The line refers to how George Lucas had told her during filming of Star Wars: A New Hope that she couldn’t wear a bra under her Princess Leia costume.
His reasoning was convoluted but the idea being that the human body would expand in space but that bras would not.
It was the ’70s, folks.
Carrie’s death reminds us that the opioid epidemic is real and it’s not just something that impacts the poor.
It can strike people of every economic level and social status.
It also reminds us that addiction can be a lifelong battle.
Some people can drink or not drink whenever they like.
Other people can’t take a sip without drinking a whole bottle.
It’s so easy to look at someone as having chosen an overdose for themselves the moment that they started using a substance.
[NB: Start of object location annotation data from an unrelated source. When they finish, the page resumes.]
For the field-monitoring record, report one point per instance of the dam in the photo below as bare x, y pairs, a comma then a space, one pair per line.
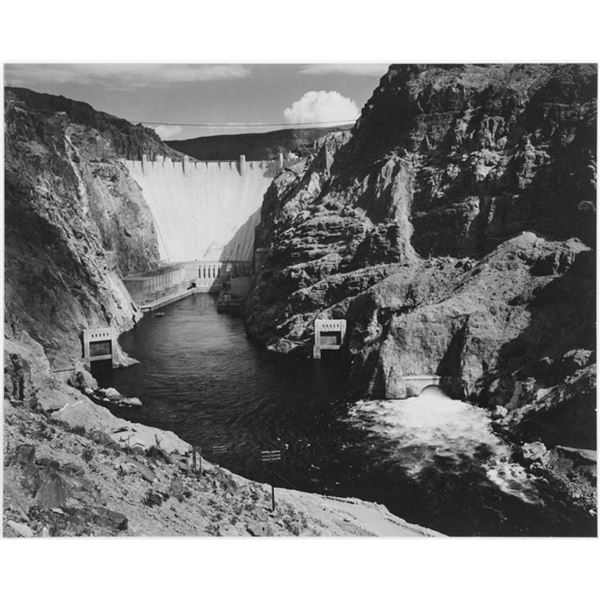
433, 461
204, 211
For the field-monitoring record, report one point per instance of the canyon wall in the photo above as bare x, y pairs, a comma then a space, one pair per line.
455, 231
203, 210
75, 222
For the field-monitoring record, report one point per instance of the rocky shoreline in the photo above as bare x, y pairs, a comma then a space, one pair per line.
72, 468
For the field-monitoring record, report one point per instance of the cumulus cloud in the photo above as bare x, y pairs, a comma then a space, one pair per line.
368, 69
321, 107
121, 75
167, 132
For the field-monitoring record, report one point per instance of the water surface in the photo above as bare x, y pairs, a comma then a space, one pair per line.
432, 460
But the truth is a lot more complicated.
Carrie Fisher’s death caused mourning all across the globe.
Her mother, Debbie Reynolds, died the very next day.
While the world reeled from that pair of losses, no one could have felt it more acutely than Billie Lourd, Carrie’s daughter and Debbie’s grandmother.
Carrie left behind Gary Fisher, her beloved emotional support dog, who was and remains widely beloved by her fans.
December was when we went from “Billie Lourd seems lovely” to full on ride-or-die for her.
And for Gary.
To compound the tragedy, Carrie Fisher was reportedly greatly looking forward to filming Star Wars: Episode IX.
She will be featured in Episode VIII, so we’re just going to go ahead and bring tissues with us into the theater for both films.
Some people are going to use her toxicology report to shame her, even in death.
Because some people are just unrepentently vile.
It’s her basic natural right to put whatever substances she likes into her body.
The only problem was her addiction, which made moderation was essentially impossible.
Carrie Fisher didn’t choose to have substance abuse issues.
She also didn’t choose to be bipolar.
What she did choose to do was to raise an amazing daughter and to touch the lives and minds and hearts of millions and millions of fans over multiple generations.
And she’ll keep doing that in perpetuity.
Star Wars is forever, and a personality like Carrie Fisher’s transcends death.